The nation's housing market is expected to witness gradual improvements in 2011 as an economic recovery takes hold and consumer confidence continues to rise, most analysts are reporting. Among the key statistics and forecasts released by government agencies, research firms and industry-related trade associations in recent weeks were the following:


Housing will see gradual improvements this year as the U.S. economy and job market continue to gain ground, establishing momentum that will produce greater gains in 2012, according to economists at the recent International Builders Show. "This year's spring selling season will be better than last year's," said NAHB Chief Economist David Crowe, with job growth providing a stronger stimulus in the housing market than last year's tax credits for home buyers. Crowe forecasted 575,000 single-family home starts in 2011, a 21% climb over an estimated 475,000 units started in 2010, which in turn showed a 7% gain from the 442,000 homes started in 2009. The multi-family sector will see its starts rise 16% this year to 133,000 units, with a further 53% increase in 2012. Crowe cited a rebound in consumer confidence and notes that a recent pickup in purchases for automobiles and furniture "indicates that consumers are less afraid today of losing jobs and income."

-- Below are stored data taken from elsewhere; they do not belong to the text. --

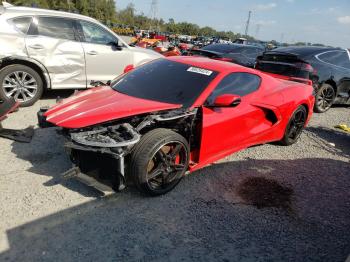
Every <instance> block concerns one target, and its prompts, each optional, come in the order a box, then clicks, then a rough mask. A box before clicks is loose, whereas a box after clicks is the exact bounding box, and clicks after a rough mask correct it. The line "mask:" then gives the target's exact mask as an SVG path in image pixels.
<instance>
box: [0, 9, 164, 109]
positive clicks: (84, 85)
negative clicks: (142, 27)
mask: <svg viewBox="0 0 350 262" xmlns="http://www.w3.org/2000/svg"><path fill="white" fill-rule="evenodd" d="M159 57H162V56H161V55H160V54H158V53H156V52H154V51H152V50H147V49H142V48H138V47H131V46H129V45H128V44H126V43H125V42H124V41H123V40H122V39H121V38H120V37H119V36H118V35H116V34H115V33H114V32H113V31H111V30H110V29H109V28H107V27H106V26H104V25H103V24H101V23H99V22H98V21H96V20H95V19H93V18H90V17H86V16H82V15H78V14H72V13H67V12H59V11H52V10H45V9H36V8H28V7H15V6H8V4H6V5H5V6H0V99H2V100H5V99H7V98H9V97H14V98H15V100H17V101H18V102H20V103H21V105H22V106H30V105H32V104H33V103H35V101H37V100H38V99H39V98H40V97H41V95H42V93H43V91H44V90H45V89H68V88H69V89H70V88H88V87H90V86H91V81H101V82H107V81H108V80H112V79H114V78H115V77H116V76H118V75H120V74H121V73H123V70H124V68H125V67H126V66H127V65H133V66H138V65H140V64H143V63H145V62H148V61H151V60H153V59H157V58H159Z"/></svg>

Existing-home sales "are on an uptrend," with the pattern through the last half of 2010 "clearly showing a recovery," the National Association of Realtors said last month. "The market is getting much closer to an adequate, sustainable level," said Lawrence Yun, chief economist for the Washington, DC-based NAR. Yun said the recovery will likely continue" as job growth gains momentum and rising rents encourage more renters into ownership while exceptional affordability conditions remain." The latest figures peg resales at a seasonally adjusted annual rate of 5.28 million, near the volume the NAR is expecting for 2011.


Domestic shipments of major home appliances finished 2010 up 3.3% from a year earlier, amid signs of a housing and remodeling market recovery, according to the Association of Home Appliance Manufacturers. The Washington, DC-based AHAM reported last month that 2010 appliance shipments totaled 61.49 million units, a gain over the 59.50 million units shipped during 2009. Product categories with gains included electric ovens (10%), surface cooking units (8%), food preservation equipment (8.5%) and gas cooking products (7.4%), AHAM said.

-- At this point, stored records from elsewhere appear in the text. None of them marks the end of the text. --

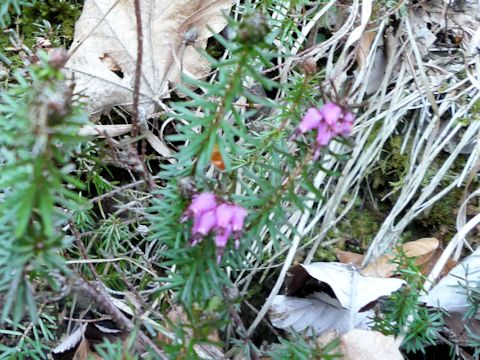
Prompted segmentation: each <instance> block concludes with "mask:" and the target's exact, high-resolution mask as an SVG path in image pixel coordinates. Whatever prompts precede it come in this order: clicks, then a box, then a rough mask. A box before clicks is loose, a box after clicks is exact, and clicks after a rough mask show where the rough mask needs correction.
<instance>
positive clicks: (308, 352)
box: [268, 334, 343, 360]
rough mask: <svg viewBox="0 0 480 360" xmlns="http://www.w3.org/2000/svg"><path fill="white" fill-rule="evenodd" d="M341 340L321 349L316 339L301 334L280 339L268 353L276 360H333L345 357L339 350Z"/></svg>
mask: <svg viewBox="0 0 480 360" xmlns="http://www.w3.org/2000/svg"><path fill="white" fill-rule="evenodd" d="M338 345H339V340H338V339H335V340H333V341H331V342H330V343H328V344H326V345H325V346H323V347H320V346H319V345H318V343H317V342H316V341H315V339H311V338H310V339H306V338H304V337H302V336H300V335H299V334H294V335H292V336H291V338H289V339H283V338H281V339H280V344H277V345H275V346H274V347H273V349H272V350H271V351H270V352H269V353H268V355H269V356H271V357H272V359H275V360H277V359H278V360H290V359H296V360H333V359H341V358H342V357H343V356H342V354H341V353H339V352H338V350H337V348H338Z"/></svg>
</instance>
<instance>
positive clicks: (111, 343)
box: [95, 341, 138, 360]
mask: <svg viewBox="0 0 480 360" xmlns="http://www.w3.org/2000/svg"><path fill="white" fill-rule="evenodd" d="M95 350H96V351H97V352H98V355H99V356H100V358H102V359H122V360H137V359H138V356H136V355H133V354H132V353H131V352H130V351H129V349H128V348H127V347H126V346H125V344H124V343H122V342H121V341H117V342H113V343H112V342H109V341H104V342H103V343H102V344H100V345H97V346H96V347H95Z"/></svg>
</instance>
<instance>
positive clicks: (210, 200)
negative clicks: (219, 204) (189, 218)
mask: <svg viewBox="0 0 480 360" xmlns="http://www.w3.org/2000/svg"><path fill="white" fill-rule="evenodd" d="M216 207H217V198H216V196H215V195H214V194H212V193H209V192H203V193H201V194H198V195H195V196H194V197H193V200H192V203H191V204H190V206H189V207H188V209H187V211H186V212H185V214H184V215H183V217H182V219H181V221H182V222H184V221H186V220H187V219H189V218H191V217H195V216H197V215H199V214H203V213H204V212H207V211H210V210H214V209H215V208H216Z"/></svg>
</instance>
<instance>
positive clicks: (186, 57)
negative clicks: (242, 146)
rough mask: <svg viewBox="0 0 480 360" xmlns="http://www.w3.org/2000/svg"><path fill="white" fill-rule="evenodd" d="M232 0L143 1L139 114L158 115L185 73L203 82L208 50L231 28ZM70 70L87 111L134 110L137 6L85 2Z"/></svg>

Sales of kitchen cabinets and bathroom vanities declined in December, 2010, and were down for the full year compared to a year earlier, the Kitchen Cabinet Manufacturers Association said last month. According to the Reston, VA-based KCMA, manufacturers participating in the association's monthly "Trend of Business" survey reported that overall cabinet sales fell 4.1% for the full year compared to 2009. Sales of stock cabinets were down 6.7%, while semi-custom sales fell 0.5% and custom cabinet sales slid 13.2%, the KCMA reported.

Market Analysis

U.S. Remodeling Industry Seen Poised For Decade of Growth in Spending

Cambridge, MA — In the wake of the worst downturn in recent history, the U.S. home improvement industry is poised for "a new decade of growth," according to a major report released last month by the Joint Center for Housing Studies at Harvard University.

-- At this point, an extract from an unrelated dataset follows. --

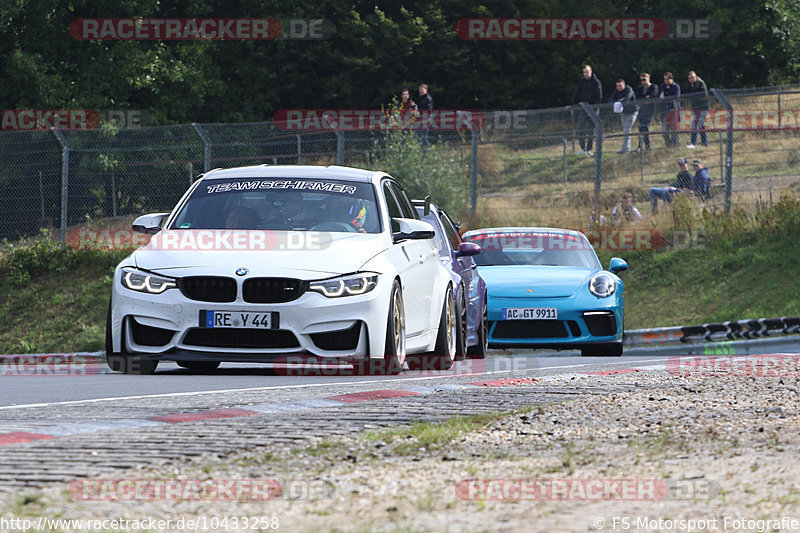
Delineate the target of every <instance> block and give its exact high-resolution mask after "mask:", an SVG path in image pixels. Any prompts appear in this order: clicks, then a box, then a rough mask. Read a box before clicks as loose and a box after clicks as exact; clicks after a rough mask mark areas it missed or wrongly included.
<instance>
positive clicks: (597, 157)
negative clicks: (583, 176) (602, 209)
mask: <svg viewBox="0 0 800 533" xmlns="http://www.w3.org/2000/svg"><path fill="white" fill-rule="evenodd" d="M581 108H582V109H583V112H584V113H586V114H587V115H588V116H589V118H590V119H591V120H592V124H594V199H593V200H592V203H593V204H594V212H595V213H599V212H600V187H601V186H602V183H603V121H602V120H600V115H599V114H598V113H597V112H596V111H595V110H594V109H592V107H591V106H590V105H589V104H587V103H586V102H581Z"/></svg>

According to the study, released in mid-January, remodeling expenditures over the coming years are expected to rise at an inflation-adjusted 3.5% average annual rate, below the pace during the housing boom, but sharply recovering from the recent downturn, as both the economy and the housing market stabilize.

Remodeling, which saw a double-digit decline since its peak in 2007, is beginning to return to a more typical pattern of growth, Harvard researchers said. Market fundamentals – the number of homes in the housing stock, the age of those homes and the income gains of homeowners making improvements – all point to increases in remodeling spending, they added. 

In the next five years, the focus of remodeling spending will shift from upper-end discretionary projects to replacements and systems upgrades, according to the study.

"Lower household mobility following the housing market crash means that, in the coming years, homeowners will increasingly focus on improvements with longer paybacks, particularly energy-efficient retrofits," said Kermit Baker, director of the Remodeling Futures Program at the Joint Center. "Also, a slowing of migration to traditionally fast-growing Sunbelt metro areas means that, at least temporarily, more remodeling spending will remain in older, slower-growing areas in the Rustbelt and in California."